ADP and the ATP analogs Nb-S6ITP (6-[(3-carboxy-4-nitrophenyl)thio]-9-beta-D-ribofuranosylpurine 5'-triphosphate) and AMP-P(NH)P (adenyl-5'-yl imidodiphosphate) interact with soluble plasma membrane ATPase (F1) from Micrococcus species in two ways: (i) at short incubation times, these inhibitors exhibit the kinetics of competitive inhibition, (ii) at long incubation times, these inhibitors induce an inactivation of the ATPase which can be reversed only in the case of AMP-P(NH)P. Kinetic treatment of the long term inactivation by ADP or Nb-S6ITP reveals a pseudo-first order process via the formation of an enzyme-inhibitor complex for which a Km analogous constant is obtained that is identical with the corresponding Ki value of the competitive inhibition. The long term inactivation by ADP and Nb-S6ITP involves the successive "tight" binding of 6 +/- 1 nucleotides/F1 molecule.
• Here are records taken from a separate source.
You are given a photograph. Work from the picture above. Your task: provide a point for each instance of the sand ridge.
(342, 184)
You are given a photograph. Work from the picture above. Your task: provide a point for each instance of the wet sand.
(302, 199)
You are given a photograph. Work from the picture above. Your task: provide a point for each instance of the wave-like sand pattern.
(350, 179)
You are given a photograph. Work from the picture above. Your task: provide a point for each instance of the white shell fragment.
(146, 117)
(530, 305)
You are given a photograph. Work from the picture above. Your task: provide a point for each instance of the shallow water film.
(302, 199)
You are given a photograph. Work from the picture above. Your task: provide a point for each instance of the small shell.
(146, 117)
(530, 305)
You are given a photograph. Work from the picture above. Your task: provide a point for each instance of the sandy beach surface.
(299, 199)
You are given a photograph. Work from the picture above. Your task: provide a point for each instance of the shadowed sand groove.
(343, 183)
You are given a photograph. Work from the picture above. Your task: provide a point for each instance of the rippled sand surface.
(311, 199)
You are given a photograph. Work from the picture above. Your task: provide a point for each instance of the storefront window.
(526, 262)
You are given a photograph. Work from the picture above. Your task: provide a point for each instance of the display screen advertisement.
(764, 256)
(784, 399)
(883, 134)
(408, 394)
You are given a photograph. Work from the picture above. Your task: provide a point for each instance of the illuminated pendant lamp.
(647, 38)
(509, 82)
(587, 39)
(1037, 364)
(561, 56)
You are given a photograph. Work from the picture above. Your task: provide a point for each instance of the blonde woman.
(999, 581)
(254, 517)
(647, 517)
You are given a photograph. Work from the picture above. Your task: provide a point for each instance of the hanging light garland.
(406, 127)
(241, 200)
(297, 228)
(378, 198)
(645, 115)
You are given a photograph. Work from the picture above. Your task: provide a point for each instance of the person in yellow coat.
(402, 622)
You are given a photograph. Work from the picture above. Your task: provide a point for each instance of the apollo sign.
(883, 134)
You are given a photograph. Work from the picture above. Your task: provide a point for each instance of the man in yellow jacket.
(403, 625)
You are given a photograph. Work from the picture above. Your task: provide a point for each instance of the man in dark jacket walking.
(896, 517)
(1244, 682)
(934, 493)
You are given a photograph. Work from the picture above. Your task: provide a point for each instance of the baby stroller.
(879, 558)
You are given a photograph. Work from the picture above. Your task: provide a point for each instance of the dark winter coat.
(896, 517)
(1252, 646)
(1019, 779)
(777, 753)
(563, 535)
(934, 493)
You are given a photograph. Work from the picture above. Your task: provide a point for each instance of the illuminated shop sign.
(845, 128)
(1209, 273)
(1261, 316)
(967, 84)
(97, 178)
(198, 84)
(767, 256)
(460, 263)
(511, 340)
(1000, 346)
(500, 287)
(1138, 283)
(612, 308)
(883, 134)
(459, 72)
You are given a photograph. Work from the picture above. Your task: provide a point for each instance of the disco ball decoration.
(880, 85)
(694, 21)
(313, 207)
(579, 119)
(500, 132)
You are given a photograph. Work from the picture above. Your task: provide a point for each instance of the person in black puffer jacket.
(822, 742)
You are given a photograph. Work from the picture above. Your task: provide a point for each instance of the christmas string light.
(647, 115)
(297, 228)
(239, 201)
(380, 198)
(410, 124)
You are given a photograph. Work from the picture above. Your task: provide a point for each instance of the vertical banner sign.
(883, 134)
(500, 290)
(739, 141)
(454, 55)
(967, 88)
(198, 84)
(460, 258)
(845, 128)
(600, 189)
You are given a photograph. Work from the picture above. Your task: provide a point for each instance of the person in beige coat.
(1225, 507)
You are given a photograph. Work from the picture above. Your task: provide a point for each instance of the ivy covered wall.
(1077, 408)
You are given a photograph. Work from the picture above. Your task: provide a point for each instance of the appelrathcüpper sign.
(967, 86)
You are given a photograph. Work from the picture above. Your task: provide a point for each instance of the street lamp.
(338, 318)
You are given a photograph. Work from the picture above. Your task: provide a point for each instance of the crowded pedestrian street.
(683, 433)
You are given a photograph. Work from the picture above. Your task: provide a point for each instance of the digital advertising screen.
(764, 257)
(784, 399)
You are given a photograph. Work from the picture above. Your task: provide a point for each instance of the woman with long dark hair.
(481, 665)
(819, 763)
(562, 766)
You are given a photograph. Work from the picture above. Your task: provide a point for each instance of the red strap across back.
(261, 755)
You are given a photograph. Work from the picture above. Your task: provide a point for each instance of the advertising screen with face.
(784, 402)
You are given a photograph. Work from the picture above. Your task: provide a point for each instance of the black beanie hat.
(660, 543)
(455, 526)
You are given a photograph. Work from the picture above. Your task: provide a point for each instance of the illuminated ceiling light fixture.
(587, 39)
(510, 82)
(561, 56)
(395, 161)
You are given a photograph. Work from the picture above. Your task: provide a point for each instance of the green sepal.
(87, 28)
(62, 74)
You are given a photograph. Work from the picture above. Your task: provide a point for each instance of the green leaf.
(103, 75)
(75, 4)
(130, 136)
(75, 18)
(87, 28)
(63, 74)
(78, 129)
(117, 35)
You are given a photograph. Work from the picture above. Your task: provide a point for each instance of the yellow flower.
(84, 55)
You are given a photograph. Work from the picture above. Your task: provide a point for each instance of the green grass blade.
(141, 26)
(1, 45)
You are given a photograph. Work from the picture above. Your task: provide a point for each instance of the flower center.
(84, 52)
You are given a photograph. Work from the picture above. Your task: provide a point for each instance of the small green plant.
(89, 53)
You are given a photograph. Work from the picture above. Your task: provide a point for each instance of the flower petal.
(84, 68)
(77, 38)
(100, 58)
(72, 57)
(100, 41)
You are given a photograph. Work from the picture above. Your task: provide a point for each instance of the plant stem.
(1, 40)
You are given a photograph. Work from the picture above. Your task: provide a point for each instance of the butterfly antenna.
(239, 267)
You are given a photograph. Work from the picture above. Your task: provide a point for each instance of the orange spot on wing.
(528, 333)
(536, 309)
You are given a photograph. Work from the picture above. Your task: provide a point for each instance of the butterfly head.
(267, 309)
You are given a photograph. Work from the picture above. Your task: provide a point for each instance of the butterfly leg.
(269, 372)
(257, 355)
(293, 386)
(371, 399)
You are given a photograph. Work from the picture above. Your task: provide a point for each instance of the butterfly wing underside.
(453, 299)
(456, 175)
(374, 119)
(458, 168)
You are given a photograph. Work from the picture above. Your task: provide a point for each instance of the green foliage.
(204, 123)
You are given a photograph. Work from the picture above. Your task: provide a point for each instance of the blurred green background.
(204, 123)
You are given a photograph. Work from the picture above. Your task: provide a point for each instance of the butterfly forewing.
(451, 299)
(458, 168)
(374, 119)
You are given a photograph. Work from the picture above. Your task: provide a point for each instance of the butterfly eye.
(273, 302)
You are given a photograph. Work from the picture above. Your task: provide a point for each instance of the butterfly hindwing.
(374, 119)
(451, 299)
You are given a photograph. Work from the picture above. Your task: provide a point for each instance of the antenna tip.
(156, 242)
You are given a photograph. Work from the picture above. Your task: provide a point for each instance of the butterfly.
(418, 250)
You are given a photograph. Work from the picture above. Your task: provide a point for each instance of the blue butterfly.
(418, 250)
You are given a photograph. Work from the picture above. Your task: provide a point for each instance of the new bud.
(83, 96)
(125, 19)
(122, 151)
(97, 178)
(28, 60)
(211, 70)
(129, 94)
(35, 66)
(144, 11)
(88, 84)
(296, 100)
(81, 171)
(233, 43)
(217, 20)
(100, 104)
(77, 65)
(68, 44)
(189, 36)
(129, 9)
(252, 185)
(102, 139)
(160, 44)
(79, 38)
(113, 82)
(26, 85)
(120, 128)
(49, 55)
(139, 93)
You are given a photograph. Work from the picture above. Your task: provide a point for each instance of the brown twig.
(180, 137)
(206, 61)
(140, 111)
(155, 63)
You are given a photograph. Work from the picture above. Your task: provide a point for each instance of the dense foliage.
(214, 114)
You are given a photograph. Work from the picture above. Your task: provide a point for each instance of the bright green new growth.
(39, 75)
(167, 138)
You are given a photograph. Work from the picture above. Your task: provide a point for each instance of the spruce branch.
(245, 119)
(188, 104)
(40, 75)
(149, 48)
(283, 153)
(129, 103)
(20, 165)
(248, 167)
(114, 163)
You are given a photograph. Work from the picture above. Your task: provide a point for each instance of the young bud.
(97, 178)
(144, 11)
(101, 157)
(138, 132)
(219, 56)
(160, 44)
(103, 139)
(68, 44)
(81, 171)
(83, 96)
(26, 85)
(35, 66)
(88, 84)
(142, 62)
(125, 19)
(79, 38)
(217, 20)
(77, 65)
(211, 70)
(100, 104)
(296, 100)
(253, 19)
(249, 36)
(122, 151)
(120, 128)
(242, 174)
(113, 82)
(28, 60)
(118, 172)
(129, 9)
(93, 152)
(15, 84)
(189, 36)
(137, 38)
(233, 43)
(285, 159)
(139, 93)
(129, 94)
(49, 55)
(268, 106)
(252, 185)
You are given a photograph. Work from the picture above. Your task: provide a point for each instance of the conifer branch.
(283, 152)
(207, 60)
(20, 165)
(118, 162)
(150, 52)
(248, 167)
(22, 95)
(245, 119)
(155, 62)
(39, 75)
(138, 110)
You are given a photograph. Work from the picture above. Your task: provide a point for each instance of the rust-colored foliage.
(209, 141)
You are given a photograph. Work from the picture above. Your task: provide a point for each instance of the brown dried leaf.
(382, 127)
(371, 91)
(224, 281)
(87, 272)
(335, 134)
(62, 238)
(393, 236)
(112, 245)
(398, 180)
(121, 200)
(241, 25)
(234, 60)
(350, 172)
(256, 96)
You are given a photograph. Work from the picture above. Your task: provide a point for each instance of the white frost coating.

One additional ADP molecule/F1 complex which is also "tightly" bound has no effect on the ATPase activity. The long term inactivation by ADP and Nb-S6ITP is inhibited at higher inhibitor concentrations according to a kinetics analogous to a substrate excess inhibition. Evidence is presented indicating that the mechanism of ATP hydrolysis by F1 and the long term inactivation by ADP or Nb-S6ITP are related processes. The mechanism of long term inactivation by AMP-P(NH)P appears to be different from that of ADP or Nb-S6ITP.